Yuvan didn’t even glance at Rasika. He asked Abhay, “What are your plans in India? Just visiting the relatives?”
“I’m going to check out a place called Auroville. Have you heard of it?”
“You mean the Aurobindo Ashram? I’ve been there long back, I think. When I was a kid.” Yuvan turned his attention back to the tray of pakodas.
“No, not the ashram.” Many Indians confused Auroville with the hermitage in Pondicherry founded by Sri Aurobindo, a Hindu saint, in the early 1900s. “Auroville is about ten kilometers north of Pondicherry. Have you heard of a French woman who became the chief disciple of Sri Aurobindo? She is called the Mother.”
“Yes, yes,” nodded Yuvan. “I have heard of the Mother.”
“After Aurobindo’s death, she thought up the idea of forming Auroville as an international intentional community. ”
“What do you mean by ‘intentional’ community?” Yuvan asked.
“It’s a place where people decide to live intentionally, and not just by chance.”
“So . . .” Mayuri picked up the conversation. “It is sort of an offshoot of the ashram?”
“In my understanding, Auroville is much more free and loose than the ashram. There is a spiritual aspect, but I’m not sure how important that is. It’s a place where thousands of people from all over the world have come together to try to create a better life, a community more in tune with nature.”
At the table next to theirs, the host seated a couple of businessmen in dress shirts and dark pants.
“Are you thinking of moving there?” Rasika asked.
“I’ll have to see it first.” Abhay held her eyes for a moment. “What would you think if I did?”
She shrugged. “Your choices are irrelevant to me.” The last word caught in her throat, and she began coughing into her napkin.
“You’d really think about moving to India from the U.S.?” Yuvan asked. “So many people from here want to go to the U.S. And here you are, coming from America, reading the Upanishads and visiting ashrams.”
“I never want to leave India,” Mayuri said. “More and more jobs are opening up in Bangalore itself, so why should anyone leave?

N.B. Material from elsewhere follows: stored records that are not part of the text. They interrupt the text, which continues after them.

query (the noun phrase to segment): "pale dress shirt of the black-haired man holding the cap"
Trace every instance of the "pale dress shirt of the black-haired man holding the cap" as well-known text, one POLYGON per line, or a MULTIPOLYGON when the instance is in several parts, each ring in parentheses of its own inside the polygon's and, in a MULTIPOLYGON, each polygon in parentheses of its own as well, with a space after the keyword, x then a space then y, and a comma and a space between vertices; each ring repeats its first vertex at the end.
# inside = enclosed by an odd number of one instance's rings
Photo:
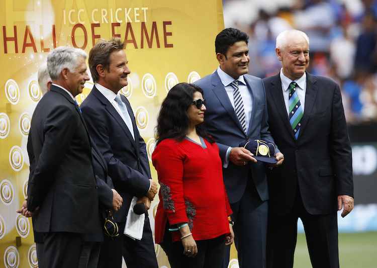
MULTIPOLYGON (((229 74, 227 74, 226 72, 224 72, 220 68, 220 66, 217 68, 217 73, 219 74, 220 80, 225 87, 225 90, 227 92, 229 101, 233 106, 233 109, 235 109, 234 108, 234 96, 233 96, 234 88, 231 85, 231 83, 235 79, 232 76, 230 76, 229 74)), ((236 80, 240 81, 240 83, 238 84, 238 91, 240 92, 242 102, 243 102, 243 109, 244 109, 244 112, 245 112, 245 125, 246 125, 246 132, 247 132, 247 130, 249 129, 249 125, 250 125, 250 116, 251 116, 251 110, 252 110, 253 102, 252 102, 252 99, 251 99, 250 92, 247 89, 247 85, 246 85, 245 78, 243 77, 243 75, 239 76, 236 80)))

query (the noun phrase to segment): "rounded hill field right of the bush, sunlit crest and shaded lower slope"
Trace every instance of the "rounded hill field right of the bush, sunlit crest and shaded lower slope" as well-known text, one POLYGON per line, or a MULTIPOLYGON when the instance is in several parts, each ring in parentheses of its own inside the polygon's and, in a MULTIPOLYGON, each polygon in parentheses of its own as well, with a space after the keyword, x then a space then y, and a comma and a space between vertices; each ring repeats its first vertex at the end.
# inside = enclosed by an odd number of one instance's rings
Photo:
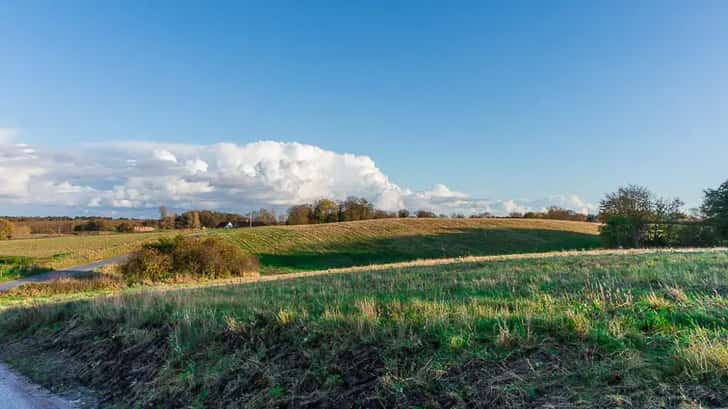
POLYGON ((534 219, 382 219, 219 232, 262 273, 600 246, 594 223, 534 219))

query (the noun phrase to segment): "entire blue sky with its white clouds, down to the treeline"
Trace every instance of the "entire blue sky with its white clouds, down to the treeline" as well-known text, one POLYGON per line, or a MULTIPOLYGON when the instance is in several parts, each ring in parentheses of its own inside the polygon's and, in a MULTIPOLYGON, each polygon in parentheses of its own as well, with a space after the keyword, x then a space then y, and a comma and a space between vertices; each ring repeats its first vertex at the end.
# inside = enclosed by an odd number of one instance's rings
POLYGON ((0 3, 0 214, 594 212, 728 178, 728 3, 0 3))

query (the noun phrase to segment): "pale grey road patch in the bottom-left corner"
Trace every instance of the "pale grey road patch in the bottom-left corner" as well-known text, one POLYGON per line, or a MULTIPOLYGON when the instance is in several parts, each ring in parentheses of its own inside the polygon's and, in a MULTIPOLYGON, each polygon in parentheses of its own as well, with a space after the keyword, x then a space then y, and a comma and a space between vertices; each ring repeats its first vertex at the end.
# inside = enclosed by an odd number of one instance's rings
POLYGON ((52 394, 0 363, 0 408, 74 409, 75 402, 52 394))

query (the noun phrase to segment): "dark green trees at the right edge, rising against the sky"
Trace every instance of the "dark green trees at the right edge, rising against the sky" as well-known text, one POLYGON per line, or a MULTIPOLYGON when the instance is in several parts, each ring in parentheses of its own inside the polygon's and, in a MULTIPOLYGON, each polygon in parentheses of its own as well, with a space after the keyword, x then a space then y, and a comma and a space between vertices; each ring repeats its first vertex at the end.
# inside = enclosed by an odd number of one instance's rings
POLYGON ((694 215, 678 199, 629 185, 600 202, 601 236, 609 247, 711 246, 728 240, 728 181, 704 191, 694 215))

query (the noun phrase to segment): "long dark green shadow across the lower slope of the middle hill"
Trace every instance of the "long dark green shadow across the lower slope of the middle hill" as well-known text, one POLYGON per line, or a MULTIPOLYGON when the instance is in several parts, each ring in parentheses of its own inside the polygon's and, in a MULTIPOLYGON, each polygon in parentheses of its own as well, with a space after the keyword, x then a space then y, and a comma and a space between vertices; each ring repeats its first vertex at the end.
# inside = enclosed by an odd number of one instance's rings
POLYGON ((259 253, 266 273, 319 270, 428 258, 594 249, 598 236, 538 229, 451 229, 446 233, 324 243, 317 251, 259 253))

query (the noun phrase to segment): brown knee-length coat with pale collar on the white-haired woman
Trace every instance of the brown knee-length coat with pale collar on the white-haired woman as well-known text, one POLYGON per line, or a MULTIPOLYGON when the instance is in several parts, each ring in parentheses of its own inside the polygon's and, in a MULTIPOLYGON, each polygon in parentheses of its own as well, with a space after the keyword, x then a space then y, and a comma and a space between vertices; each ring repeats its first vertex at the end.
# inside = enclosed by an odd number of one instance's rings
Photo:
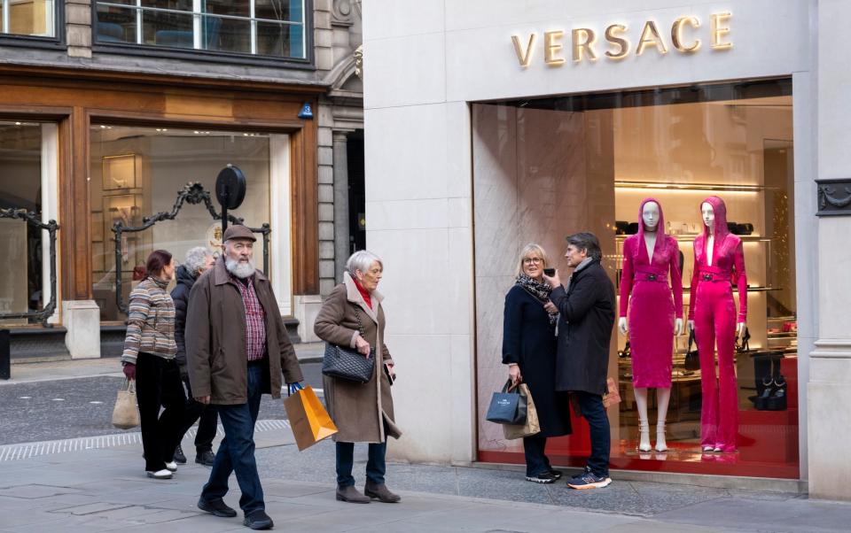
POLYGON ((348 273, 343 274, 343 282, 334 287, 324 301, 314 326, 316 335, 324 341, 354 348, 360 314, 363 339, 372 347, 381 347, 376 350, 380 355, 373 358, 375 371, 370 382, 359 383, 323 376, 325 405, 340 430, 334 435, 334 440, 344 443, 380 443, 387 436, 402 436, 394 422, 393 396, 390 394, 390 382, 384 373, 384 363, 393 360, 384 344, 383 297, 377 291, 371 292, 370 296, 371 309, 363 301, 352 277, 348 273))

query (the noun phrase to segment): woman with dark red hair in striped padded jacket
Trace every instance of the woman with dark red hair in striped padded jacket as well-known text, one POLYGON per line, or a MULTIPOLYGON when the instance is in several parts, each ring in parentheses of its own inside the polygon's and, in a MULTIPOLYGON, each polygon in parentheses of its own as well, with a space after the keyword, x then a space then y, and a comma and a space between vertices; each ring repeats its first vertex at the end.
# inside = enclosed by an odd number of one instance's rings
POLYGON ((177 470, 175 448, 186 404, 175 359, 175 303, 166 290, 175 275, 174 259, 168 251, 152 251, 145 271, 144 281, 130 293, 121 364, 124 375, 137 381, 144 469, 148 477, 169 479, 177 470), (165 407, 161 414, 160 406, 165 407))

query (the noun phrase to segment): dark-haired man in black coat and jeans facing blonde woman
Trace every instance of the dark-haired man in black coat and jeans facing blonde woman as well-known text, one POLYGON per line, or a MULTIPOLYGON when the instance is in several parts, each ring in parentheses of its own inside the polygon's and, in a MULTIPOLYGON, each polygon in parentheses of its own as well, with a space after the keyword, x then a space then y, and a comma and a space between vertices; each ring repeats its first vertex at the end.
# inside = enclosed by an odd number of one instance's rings
POLYGON ((609 341, 614 327, 614 286, 605 274, 600 242, 591 233, 567 237, 567 266, 574 269, 568 287, 561 285, 558 271, 544 276, 550 301, 558 307, 558 354, 556 390, 568 390, 579 400, 588 421, 591 454, 585 470, 567 485, 574 489, 599 489, 612 483, 609 477, 611 435, 603 395, 609 365, 609 341))

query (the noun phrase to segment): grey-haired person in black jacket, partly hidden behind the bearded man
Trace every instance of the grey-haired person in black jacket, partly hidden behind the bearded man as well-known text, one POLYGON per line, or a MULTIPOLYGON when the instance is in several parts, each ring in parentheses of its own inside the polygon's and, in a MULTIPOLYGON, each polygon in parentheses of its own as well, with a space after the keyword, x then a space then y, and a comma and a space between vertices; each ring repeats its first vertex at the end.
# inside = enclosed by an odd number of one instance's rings
POLYGON ((177 367, 180 368, 180 379, 187 390, 188 401, 183 416, 183 425, 180 428, 180 437, 175 450, 175 460, 185 463, 186 456, 179 444, 183 440, 192 425, 198 421, 198 432, 195 434, 195 462, 205 467, 212 467, 215 455, 213 454, 213 439, 215 438, 216 421, 214 406, 205 406, 195 401, 192 396, 192 387, 189 382, 189 371, 186 369, 186 343, 184 333, 186 329, 186 307, 189 305, 189 291, 201 274, 213 266, 215 259, 213 254, 204 246, 196 246, 186 252, 186 260, 176 270, 177 284, 171 291, 171 299, 175 301, 175 342, 177 344, 177 367))

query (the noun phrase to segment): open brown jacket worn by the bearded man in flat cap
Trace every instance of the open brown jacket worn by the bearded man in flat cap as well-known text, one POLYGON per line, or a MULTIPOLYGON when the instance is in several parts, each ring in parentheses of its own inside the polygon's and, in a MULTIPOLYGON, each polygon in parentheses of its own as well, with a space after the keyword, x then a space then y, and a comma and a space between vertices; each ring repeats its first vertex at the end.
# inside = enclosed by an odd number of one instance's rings
MULTIPOLYGON (((263 392, 281 396, 281 369, 287 383, 301 382, 301 367, 269 279, 259 270, 254 290, 266 311, 266 353, 269 367, 263 392)), ((186 366, 192 394, 210 396, 210 403, 245 404, 248 401, 246 307, 224 258, 202 274, 192 286, 186 310, 186 366)))

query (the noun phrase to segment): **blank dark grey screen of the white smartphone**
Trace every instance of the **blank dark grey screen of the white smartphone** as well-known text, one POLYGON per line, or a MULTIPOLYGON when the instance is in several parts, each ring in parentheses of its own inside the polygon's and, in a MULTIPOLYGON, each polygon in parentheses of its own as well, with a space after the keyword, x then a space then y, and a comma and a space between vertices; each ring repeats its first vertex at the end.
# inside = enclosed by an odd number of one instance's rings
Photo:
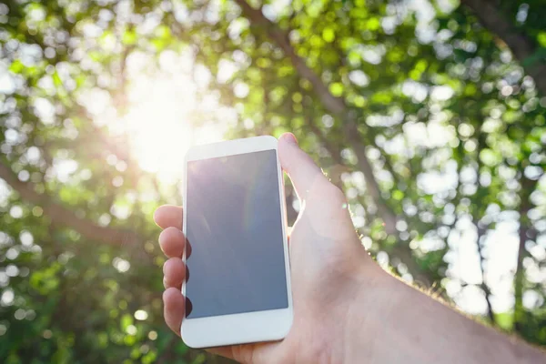
POLYGON ((187 163, 188 319, 288 308, 275 150, 187 163))

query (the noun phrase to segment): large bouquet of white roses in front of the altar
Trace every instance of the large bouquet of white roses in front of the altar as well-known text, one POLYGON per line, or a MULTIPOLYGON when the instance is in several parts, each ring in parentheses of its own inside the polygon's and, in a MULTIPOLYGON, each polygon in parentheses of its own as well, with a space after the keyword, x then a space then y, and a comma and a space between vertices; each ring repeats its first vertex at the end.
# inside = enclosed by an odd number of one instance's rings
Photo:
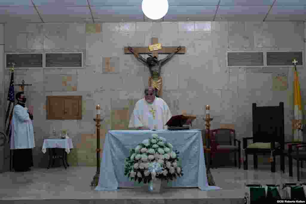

Rasika tells me India has everything that’s available in the U.S. The latest computer equipment, cameras, mobile phones—you can buy everything here now.” She fluttered her hands in the air, as if to conjure the myriad goods that India now had. “We have microwave ovens, washing machines, toasters. So I don’t see any reason to go to the U.S. and have to suffer with all that cold weather, and have to do my own housework.”